Stupisce allora che nessuno parli ad esempio della legge elettorale, alla luce delle violente polemiche che si registrano puntualmente fin dai tempi del duello Bush-Gore. Le regole per l’elezione del presidente degli Stati Uniti riflettono una concezione oligarchica e ultimamente opaca della politica, quasi a voler tener lontano il popolo dal cuore delle decisioni.
I padri fondatori vollero che si votasse il martedì, Stato per Stato e solo dopo essersi registrati. Si vota all’inizio di novembre per i grandi elettori che, a loro volta, scelgono il presidente il primo lunedì dopo il secondo mercoledì di dicembre.
La transizione fra l’amministrazione uscente e quella entrante è forse la più lunga che mai si sia concepita, quasi tre mesi (fino al 1933 l’insediamento avveniva il 3 marzo!) e fu pensata probabilmente come una sorta di camera di compensazione politica per attuare aggiustamenti volti a evitare strappi destabilizzanti.
Durante la Guerra di secessione venne poi introdotto il voto postale, che mette a dir poco in discussione la riservatezza del suffragio (e noi, con il voto degli italiani all’estero, ne sappiamo qualcosa).

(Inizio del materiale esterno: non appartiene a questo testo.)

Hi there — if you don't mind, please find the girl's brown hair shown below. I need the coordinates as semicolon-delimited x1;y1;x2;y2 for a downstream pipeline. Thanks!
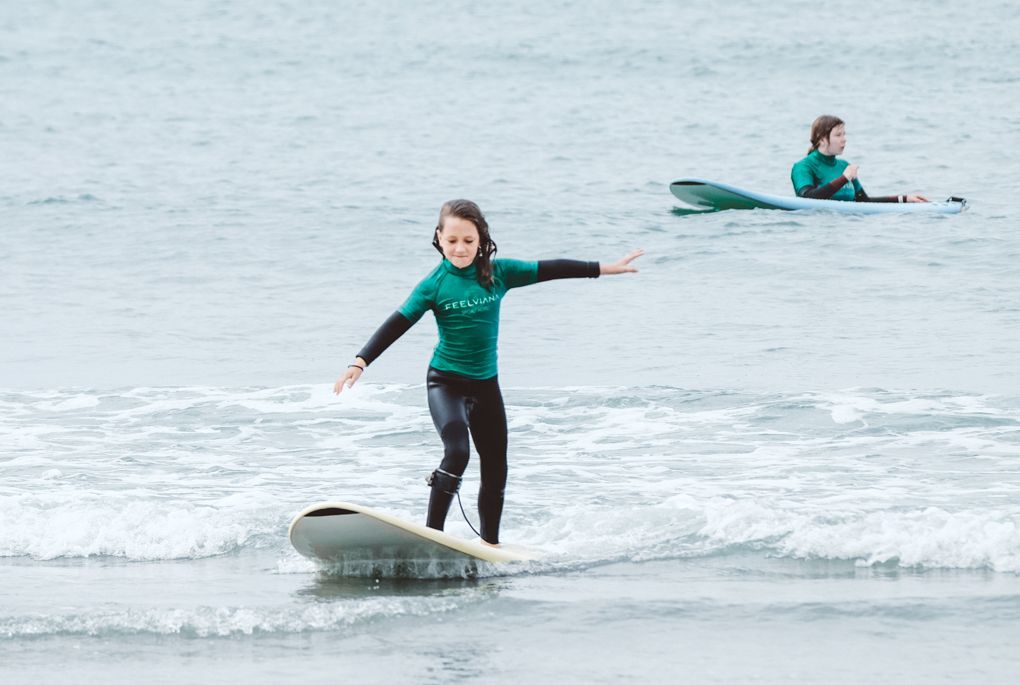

Nel 2020 quasi 101 milioni di statunitensi (64% dei votanti) hanno votato via posta a partire da settembre e alcuni Stati hanno accettato come valide schede arrivate intorno alla metà di novembre. Pensare che queste regole possano funzionare con un candidato senza alcun scrupolo come Trump è perlomeno da ingenui. Infatti il magnate è ancora saldamente in sella. Non affrontare la questione potrebbe avere per gli Stati Uniti conseguenze molto gravi, già a partire dal 2024.